October 1986 - Ofra Haza on Stage
In October 1986 Ofra had a new tour - Ofra Haza on Stage. The tour was meant to follow her new album - 'Broken Days', that was released two months earlier. The new tour was indeed different from her previous tours.
'Ofra Haza on Stage' was considered a huge production in Israeli and European scale. Ofra went on with a new sound in pop music, also her songs from previous albums were also given new more modern sound.
Zedi Zarfati, the producer of the tour, wanted a grandiose pop performance on stage - many exits and returning of Ofra to stage, lot of dresses and tributes to the audience.
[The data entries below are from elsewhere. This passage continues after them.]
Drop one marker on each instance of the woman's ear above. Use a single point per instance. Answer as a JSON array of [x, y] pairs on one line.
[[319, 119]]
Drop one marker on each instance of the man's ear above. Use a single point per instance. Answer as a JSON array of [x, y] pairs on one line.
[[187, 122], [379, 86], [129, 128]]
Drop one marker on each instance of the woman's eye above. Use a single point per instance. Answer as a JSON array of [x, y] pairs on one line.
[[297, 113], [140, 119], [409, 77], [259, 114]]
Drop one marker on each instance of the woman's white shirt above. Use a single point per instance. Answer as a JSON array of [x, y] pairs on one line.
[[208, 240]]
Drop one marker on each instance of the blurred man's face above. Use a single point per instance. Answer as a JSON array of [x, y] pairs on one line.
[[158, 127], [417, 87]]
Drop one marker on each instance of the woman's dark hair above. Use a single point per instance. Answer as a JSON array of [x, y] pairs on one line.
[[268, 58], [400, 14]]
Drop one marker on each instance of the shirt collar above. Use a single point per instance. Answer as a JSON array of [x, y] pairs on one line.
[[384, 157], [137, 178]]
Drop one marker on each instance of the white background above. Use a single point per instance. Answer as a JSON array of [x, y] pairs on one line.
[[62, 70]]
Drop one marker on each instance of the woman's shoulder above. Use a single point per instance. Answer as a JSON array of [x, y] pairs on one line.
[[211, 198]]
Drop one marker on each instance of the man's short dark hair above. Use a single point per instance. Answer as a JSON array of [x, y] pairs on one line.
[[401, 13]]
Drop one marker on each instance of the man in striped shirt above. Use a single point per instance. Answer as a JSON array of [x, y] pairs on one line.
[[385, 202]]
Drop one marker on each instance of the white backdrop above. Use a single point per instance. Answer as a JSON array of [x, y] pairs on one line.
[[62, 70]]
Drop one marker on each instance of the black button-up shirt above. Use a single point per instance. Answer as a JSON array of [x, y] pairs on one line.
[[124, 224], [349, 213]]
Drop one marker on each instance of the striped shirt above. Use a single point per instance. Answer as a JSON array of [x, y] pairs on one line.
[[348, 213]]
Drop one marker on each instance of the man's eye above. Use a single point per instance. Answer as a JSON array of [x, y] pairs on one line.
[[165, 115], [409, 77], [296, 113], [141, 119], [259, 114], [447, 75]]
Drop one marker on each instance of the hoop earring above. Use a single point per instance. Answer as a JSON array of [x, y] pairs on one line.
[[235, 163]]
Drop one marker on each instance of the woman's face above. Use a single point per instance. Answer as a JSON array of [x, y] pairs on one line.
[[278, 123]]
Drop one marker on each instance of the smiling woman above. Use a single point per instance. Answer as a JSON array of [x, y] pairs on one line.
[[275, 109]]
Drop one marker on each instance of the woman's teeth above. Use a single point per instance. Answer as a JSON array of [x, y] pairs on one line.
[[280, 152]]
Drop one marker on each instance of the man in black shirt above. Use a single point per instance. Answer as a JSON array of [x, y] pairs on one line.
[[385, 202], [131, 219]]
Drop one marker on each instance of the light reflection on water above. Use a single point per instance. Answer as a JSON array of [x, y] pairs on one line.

Izhar Ashdot, who produces all the songs, wanted a modern disco sound in dizzying pace, and got it using 6 players, a lot of synthesized sounds and 3 background singers. For the first time Ofra began acting and dancing during her shows: "this time, not only do I sing the songs, but I also play them. I mean every word I sing".
The critics praised: "Ofra brings the local entertainment to a new era", says one of the newspapers.
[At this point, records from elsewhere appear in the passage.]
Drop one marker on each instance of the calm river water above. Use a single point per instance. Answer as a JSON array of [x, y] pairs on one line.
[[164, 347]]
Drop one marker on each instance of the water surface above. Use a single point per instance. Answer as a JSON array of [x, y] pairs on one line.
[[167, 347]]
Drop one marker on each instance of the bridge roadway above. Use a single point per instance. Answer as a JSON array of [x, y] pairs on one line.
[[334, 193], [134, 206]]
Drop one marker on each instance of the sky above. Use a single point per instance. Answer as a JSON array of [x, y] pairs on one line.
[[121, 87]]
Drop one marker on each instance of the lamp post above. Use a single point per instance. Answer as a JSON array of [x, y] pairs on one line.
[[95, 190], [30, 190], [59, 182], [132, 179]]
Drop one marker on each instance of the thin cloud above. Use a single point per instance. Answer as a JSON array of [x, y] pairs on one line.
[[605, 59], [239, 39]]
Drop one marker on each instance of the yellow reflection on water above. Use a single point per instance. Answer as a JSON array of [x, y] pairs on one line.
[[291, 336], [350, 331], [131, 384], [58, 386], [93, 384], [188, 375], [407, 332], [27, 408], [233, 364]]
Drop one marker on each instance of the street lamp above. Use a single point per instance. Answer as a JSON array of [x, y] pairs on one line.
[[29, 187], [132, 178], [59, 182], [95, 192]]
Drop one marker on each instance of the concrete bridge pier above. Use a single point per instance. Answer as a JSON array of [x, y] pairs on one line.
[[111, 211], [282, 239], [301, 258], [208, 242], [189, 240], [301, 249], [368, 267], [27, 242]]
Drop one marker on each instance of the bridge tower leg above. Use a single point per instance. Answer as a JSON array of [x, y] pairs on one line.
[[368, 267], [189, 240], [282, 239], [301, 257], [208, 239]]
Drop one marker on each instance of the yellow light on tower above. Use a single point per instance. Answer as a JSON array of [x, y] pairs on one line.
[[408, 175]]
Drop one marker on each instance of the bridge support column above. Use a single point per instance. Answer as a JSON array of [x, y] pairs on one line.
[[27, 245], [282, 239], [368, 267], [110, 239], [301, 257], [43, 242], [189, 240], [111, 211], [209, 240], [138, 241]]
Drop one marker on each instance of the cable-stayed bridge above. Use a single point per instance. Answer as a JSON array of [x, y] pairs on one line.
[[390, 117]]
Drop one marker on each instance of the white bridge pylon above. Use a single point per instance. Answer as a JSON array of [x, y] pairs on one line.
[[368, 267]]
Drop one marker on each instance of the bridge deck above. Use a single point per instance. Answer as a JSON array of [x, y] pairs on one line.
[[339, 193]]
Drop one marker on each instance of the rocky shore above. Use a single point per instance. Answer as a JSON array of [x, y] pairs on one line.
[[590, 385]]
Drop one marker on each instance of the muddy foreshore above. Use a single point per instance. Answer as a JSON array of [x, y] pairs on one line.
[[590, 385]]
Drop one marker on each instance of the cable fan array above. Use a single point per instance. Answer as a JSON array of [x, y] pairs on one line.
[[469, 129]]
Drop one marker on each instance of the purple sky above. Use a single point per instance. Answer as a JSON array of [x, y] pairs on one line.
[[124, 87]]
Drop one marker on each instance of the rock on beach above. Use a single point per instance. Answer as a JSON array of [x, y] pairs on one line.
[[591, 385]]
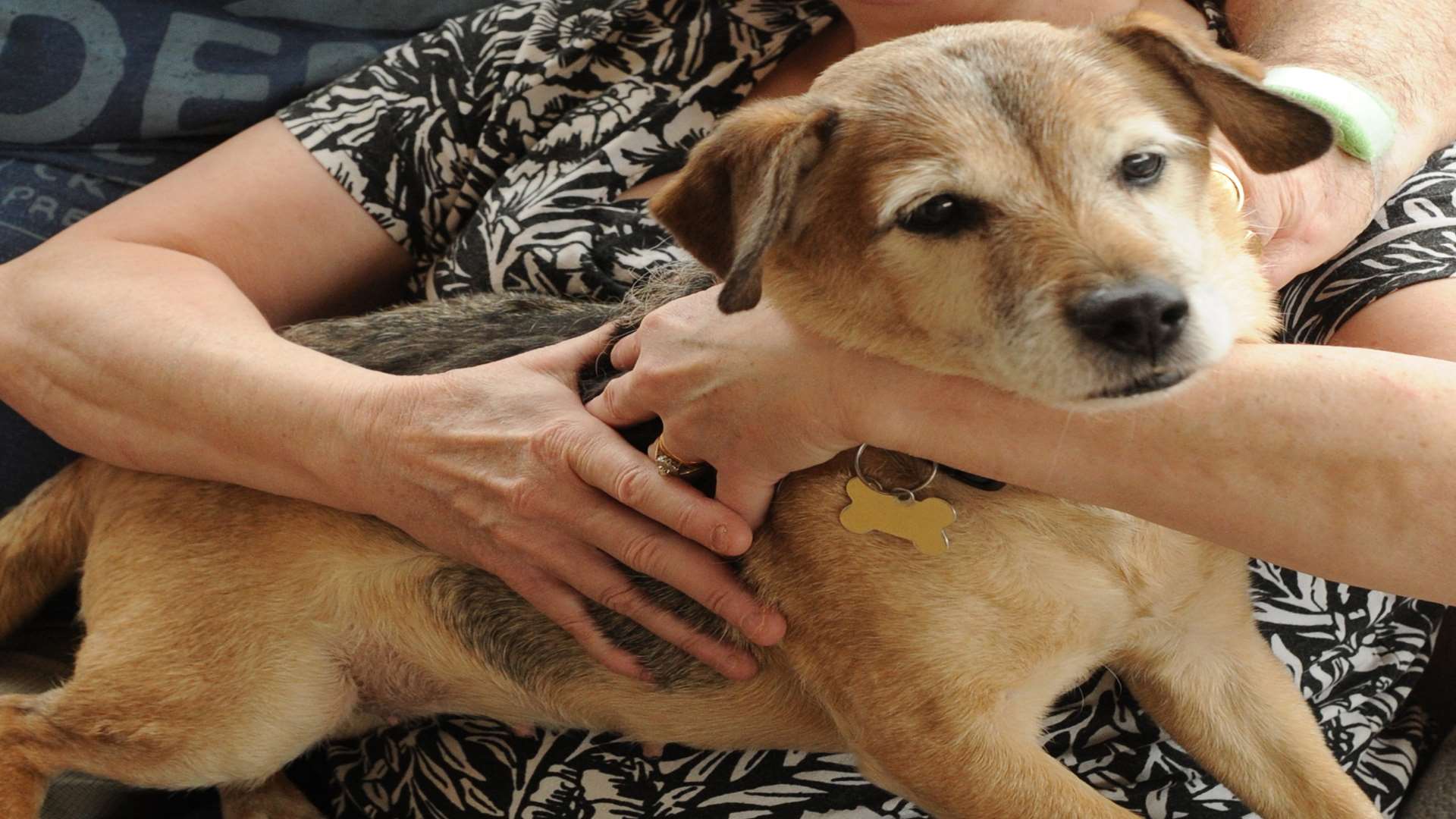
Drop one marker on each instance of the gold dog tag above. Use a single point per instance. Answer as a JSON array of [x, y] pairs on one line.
[[922, 522]]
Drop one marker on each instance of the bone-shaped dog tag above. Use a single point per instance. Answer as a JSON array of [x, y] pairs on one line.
[[922, 522]]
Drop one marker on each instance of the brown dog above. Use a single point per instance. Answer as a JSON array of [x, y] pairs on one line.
[[1011, 202]]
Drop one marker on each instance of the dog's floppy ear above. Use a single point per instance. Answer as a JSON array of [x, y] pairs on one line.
[[1272, 131], [737, 193]]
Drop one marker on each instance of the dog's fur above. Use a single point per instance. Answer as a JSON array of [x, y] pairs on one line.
[[229, 630]]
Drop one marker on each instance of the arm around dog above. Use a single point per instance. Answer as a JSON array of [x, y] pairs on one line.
[[143, 337], [1332, 461]]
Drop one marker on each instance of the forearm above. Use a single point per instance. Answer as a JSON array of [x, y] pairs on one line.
[[1404, 50], [1231, 457], [152, 359]]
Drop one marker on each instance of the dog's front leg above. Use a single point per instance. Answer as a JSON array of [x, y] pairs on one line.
[[979, 771], [1212, 682]]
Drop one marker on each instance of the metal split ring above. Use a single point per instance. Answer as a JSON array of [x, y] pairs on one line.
[[903, 493]]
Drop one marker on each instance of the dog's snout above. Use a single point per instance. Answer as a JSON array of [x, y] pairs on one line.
[[1142, 318]]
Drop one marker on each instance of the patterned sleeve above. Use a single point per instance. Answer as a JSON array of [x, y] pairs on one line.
[[413, 136], [1411, 240]]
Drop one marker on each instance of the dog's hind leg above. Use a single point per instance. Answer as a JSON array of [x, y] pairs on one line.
[[22, 787], [42, 542], [275, 799], [175, 714], [1212, 682]]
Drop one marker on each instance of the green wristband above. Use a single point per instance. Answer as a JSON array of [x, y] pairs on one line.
[[1365, 124]]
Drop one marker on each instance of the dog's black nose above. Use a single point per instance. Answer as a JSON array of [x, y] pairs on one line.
[[1144, 318]]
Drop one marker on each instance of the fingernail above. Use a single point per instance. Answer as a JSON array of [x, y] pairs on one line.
[[742, 668], [723, 544], [767, 627]]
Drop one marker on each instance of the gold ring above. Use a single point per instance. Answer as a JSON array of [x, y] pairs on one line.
[[672, 465], [1231, 181]]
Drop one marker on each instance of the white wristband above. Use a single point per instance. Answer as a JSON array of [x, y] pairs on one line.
[[1365, 124]]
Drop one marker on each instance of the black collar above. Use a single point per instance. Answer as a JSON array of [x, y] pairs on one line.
[[974, 482]]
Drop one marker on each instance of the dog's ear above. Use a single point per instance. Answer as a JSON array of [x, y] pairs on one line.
[[1273, 133], [737, 193]]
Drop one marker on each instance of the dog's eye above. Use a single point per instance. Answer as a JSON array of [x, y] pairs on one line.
[[944, 215], [1142, 168]]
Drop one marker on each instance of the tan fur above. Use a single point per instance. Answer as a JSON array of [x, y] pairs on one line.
[[229, 630]]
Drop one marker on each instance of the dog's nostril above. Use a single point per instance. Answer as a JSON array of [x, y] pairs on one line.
[[1144, 318]]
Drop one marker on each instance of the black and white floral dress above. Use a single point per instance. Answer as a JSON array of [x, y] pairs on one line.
[[494, 150]]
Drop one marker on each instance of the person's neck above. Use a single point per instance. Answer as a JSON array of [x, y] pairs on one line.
[[878, 20]]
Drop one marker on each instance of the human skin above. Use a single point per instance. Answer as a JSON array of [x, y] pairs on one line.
[[1334, 461]]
The tour was a massive production, using tons of equipment, but because of lack of large halls for such appearances in Israel Ofra performed mostly in Tel-Aviv.
The tour was stopped after 4 months, when Ofra started working on performances outside of Israel.
1992 - Finger of God
"I love making concerts, I never use playbacks", says Ofra. "It was important for me to know who my audience really is. And this is what I did during my tour in America in March and April, with no public relations, even before Kirya was released in the US. I called the tour Finger of God. It was with my band, 5 players. A few clubs for warm up, four times sold out in the Bottom Line in New York, and halls of 1000-1500 people, mostly fill. In Minneapolis I performed on the night of the Oscar, while U2 performed in the local stadium, and I we were performing in a 1800 seats hall. 1200 tickets were sold. No one believed we did it".